Take this advert for Pretty Little Thing, an online retailer aimed at women in their late teens to early 20s. The model writhing around to pugnacious rap in skimpy outfits is one thing, but the smug voice over at the end captions the obvious – this young woman is a ‘thing’.
There are, unfortunately, many examples of women being objectified in fashion advertising, however this takes it a new level. What is worrying is that this is clearly aimed at very young women who are more prone to insecurity. When I was in my teens and early twenties I was vulnerable to the insidious messages that the industry churns out. I pored over fashion magazines and books with voracious curiosity, hungry for new trends and beautiful, vintage imagery. However, the message behind the contemporary images was clear. Be thin or be nothing. Exposure to such unrealistic ideals had a negative effect on me; I was convinced that I was too fat when I was actually pretty slim. This led to some unhealthy and destructive behaviour. With age and experience I have accepted my body for what it is – not perfect but healthy. I now know that I am good enough and not an object to be leered at. I can see fashion imagery for what it is – fantasy. The photos in magazines are intended to inspire rather that to damage. However, I still have an uneasy relationship with the industry because I know first hand how destructive it can be.
The Pretty Little Thing ad is in the Cyrus family of aggressive sexuality. I don’t think there is anything wrong with being overtly sexual per se, but the message of this ad is that in order to be a ‘pretty little thing’ girls should to put their body and sensuality on display for the world to gawk at. If I had a daughter I would be worried about her being exposed to this sort of nasty, negative advertising. I suspect what they were going for was a ‘fierce’ Lady Gaga or Beyonce vibe. Alas, it falls short at just being gross.
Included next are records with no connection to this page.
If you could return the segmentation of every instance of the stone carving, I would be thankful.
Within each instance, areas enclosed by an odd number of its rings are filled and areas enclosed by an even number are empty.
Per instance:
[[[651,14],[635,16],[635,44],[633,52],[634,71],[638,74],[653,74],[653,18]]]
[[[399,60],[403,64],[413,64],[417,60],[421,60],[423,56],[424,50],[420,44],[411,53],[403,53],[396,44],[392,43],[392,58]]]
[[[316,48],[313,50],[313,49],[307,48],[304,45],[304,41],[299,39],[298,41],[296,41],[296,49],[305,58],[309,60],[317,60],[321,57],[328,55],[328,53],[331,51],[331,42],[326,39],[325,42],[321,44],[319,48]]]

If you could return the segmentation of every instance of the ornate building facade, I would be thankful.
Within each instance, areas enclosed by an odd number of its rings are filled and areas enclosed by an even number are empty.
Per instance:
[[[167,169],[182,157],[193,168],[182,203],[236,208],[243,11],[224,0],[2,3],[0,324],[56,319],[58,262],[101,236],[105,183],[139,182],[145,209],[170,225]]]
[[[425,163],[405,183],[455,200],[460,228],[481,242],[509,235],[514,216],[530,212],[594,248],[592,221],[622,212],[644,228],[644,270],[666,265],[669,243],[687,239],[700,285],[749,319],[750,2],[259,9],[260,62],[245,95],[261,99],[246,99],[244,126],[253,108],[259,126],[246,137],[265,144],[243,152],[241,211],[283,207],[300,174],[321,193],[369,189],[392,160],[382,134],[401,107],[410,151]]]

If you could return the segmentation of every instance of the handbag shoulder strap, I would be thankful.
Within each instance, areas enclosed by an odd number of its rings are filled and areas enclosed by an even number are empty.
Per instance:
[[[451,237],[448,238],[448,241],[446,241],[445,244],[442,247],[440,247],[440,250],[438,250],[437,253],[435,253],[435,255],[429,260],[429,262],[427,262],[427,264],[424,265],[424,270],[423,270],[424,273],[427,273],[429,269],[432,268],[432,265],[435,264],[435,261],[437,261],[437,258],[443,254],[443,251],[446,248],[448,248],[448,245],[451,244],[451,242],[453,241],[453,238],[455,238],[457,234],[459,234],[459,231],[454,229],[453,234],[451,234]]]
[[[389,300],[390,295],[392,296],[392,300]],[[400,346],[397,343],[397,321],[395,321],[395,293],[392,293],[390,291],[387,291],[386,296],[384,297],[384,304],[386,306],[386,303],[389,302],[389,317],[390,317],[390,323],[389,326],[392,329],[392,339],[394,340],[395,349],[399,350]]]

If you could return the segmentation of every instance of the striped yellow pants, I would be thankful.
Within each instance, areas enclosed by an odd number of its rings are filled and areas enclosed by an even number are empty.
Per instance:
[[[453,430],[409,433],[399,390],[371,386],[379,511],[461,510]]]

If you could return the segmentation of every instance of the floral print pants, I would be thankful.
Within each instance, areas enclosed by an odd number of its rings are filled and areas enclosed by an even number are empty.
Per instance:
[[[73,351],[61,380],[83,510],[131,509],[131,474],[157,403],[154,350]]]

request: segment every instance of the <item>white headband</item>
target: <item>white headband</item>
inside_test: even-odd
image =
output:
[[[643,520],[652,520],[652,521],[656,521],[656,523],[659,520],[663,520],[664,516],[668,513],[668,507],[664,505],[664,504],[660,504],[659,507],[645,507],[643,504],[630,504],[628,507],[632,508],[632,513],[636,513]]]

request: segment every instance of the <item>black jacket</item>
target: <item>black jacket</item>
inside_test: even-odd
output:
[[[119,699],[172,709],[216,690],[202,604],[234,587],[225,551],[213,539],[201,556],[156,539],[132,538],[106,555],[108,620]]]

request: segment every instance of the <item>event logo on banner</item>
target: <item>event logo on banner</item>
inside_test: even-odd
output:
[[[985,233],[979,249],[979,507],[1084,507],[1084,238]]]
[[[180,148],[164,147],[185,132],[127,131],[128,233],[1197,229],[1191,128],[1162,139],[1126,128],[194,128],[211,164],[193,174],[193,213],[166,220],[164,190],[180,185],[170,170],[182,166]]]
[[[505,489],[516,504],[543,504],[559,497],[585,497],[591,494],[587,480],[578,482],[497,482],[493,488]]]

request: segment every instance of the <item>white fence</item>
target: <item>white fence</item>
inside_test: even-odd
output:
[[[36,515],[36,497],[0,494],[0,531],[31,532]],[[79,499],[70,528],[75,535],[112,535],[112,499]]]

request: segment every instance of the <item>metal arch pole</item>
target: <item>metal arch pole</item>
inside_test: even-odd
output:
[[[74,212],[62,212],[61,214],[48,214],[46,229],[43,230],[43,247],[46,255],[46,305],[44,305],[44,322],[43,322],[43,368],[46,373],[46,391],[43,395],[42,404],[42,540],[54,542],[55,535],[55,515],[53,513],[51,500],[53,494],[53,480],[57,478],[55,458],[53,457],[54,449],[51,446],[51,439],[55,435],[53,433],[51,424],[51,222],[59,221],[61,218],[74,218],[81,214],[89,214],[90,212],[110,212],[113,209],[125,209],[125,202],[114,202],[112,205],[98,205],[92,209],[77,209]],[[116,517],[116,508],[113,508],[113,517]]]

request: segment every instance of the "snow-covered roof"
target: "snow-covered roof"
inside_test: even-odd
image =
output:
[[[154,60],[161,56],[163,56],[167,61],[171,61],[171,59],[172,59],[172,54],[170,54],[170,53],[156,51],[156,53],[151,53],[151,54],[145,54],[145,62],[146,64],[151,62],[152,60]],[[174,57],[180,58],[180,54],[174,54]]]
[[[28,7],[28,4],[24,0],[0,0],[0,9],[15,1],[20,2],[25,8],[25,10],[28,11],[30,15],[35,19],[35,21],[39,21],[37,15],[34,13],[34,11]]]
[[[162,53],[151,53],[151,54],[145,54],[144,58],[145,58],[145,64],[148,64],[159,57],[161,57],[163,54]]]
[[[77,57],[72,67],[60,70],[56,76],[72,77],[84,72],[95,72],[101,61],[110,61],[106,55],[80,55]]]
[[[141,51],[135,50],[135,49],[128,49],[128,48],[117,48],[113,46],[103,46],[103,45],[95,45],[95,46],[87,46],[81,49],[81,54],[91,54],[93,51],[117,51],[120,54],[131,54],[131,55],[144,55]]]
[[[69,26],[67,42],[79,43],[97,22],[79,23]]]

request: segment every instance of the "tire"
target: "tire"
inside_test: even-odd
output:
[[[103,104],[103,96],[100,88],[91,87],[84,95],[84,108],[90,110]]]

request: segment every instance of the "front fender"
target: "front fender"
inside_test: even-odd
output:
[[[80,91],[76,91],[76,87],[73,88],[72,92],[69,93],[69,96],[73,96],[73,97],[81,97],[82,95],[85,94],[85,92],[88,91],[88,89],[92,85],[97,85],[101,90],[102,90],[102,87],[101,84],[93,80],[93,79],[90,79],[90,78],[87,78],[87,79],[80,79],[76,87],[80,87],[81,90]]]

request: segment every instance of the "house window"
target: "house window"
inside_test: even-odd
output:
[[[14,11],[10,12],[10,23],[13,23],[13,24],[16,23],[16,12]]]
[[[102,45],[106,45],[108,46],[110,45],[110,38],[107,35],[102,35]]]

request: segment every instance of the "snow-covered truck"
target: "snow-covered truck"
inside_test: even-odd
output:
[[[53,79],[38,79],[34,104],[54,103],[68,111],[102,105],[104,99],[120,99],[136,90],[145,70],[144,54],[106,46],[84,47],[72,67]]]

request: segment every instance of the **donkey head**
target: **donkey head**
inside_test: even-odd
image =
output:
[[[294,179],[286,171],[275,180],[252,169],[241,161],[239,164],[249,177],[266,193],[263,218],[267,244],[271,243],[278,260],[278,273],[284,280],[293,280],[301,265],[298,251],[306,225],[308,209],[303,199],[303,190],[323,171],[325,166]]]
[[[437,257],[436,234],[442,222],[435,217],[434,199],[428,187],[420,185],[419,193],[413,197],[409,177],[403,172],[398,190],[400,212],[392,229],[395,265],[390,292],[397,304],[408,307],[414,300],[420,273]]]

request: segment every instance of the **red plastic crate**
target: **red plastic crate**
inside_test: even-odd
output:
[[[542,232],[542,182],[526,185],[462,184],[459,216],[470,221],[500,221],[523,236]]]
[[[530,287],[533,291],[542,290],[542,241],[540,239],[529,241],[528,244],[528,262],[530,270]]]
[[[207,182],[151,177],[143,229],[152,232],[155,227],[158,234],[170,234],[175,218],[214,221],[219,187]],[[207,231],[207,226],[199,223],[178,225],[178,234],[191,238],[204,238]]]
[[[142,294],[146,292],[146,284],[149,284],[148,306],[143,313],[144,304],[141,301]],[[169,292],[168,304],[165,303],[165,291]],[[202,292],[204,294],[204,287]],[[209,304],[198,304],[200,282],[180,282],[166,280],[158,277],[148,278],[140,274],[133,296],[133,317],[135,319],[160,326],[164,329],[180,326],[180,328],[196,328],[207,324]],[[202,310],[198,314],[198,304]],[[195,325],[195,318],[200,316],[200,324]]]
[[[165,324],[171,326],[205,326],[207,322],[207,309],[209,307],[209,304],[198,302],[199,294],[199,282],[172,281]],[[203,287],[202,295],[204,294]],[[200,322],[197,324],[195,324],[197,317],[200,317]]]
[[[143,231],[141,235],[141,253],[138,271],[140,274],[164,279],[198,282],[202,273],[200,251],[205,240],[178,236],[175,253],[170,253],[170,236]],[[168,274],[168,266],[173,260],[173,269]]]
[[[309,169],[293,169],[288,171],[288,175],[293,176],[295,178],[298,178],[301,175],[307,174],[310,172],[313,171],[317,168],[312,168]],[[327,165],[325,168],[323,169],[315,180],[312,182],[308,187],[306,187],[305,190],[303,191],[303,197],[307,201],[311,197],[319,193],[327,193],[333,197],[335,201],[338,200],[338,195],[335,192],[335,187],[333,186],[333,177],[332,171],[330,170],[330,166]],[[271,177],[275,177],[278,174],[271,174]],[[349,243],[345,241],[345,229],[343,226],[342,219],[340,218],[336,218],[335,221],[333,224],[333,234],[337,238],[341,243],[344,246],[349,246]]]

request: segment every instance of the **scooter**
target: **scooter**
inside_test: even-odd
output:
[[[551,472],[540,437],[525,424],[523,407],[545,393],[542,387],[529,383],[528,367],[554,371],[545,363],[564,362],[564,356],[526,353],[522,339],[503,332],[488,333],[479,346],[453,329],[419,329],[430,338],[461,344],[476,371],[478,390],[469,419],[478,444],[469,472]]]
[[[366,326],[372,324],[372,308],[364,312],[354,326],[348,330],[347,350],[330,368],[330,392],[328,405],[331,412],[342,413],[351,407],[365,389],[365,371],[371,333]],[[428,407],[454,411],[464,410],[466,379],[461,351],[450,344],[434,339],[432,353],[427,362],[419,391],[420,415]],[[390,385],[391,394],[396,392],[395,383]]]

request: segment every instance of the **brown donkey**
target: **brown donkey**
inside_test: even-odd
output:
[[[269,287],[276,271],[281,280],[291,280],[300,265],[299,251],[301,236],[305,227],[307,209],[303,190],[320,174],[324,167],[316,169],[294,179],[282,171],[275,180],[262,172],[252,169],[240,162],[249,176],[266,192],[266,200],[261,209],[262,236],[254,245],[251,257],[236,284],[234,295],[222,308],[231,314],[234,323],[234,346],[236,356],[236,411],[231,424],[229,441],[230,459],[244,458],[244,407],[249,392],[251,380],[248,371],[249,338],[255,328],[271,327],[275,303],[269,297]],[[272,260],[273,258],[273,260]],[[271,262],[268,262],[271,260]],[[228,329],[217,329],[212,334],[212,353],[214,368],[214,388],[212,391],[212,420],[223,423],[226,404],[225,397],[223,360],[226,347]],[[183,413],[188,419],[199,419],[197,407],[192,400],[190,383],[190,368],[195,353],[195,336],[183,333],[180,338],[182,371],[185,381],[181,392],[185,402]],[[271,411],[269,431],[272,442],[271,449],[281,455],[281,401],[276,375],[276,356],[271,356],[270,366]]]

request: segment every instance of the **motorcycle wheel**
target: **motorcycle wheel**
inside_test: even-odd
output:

I’ve checked out the Pretty Little Thing site and the clothes are actually ok. There are lots of cute, affordable pieces for young women under the age of 25. Not all of it looks like Miley Cyrus’s costumes, however all the clothes used in the ad are of a more pornographic bent (in my humble view). It would be great if advertisers and the media in general could stop appealing to the lowest common denominator and parading women’s bodies around like cattle at a market. However, sex sells. It’s an irrefutable fact and has been so since time immemorial. But the current brand of sex for sale is unpleasant and unnecessarily confrontational.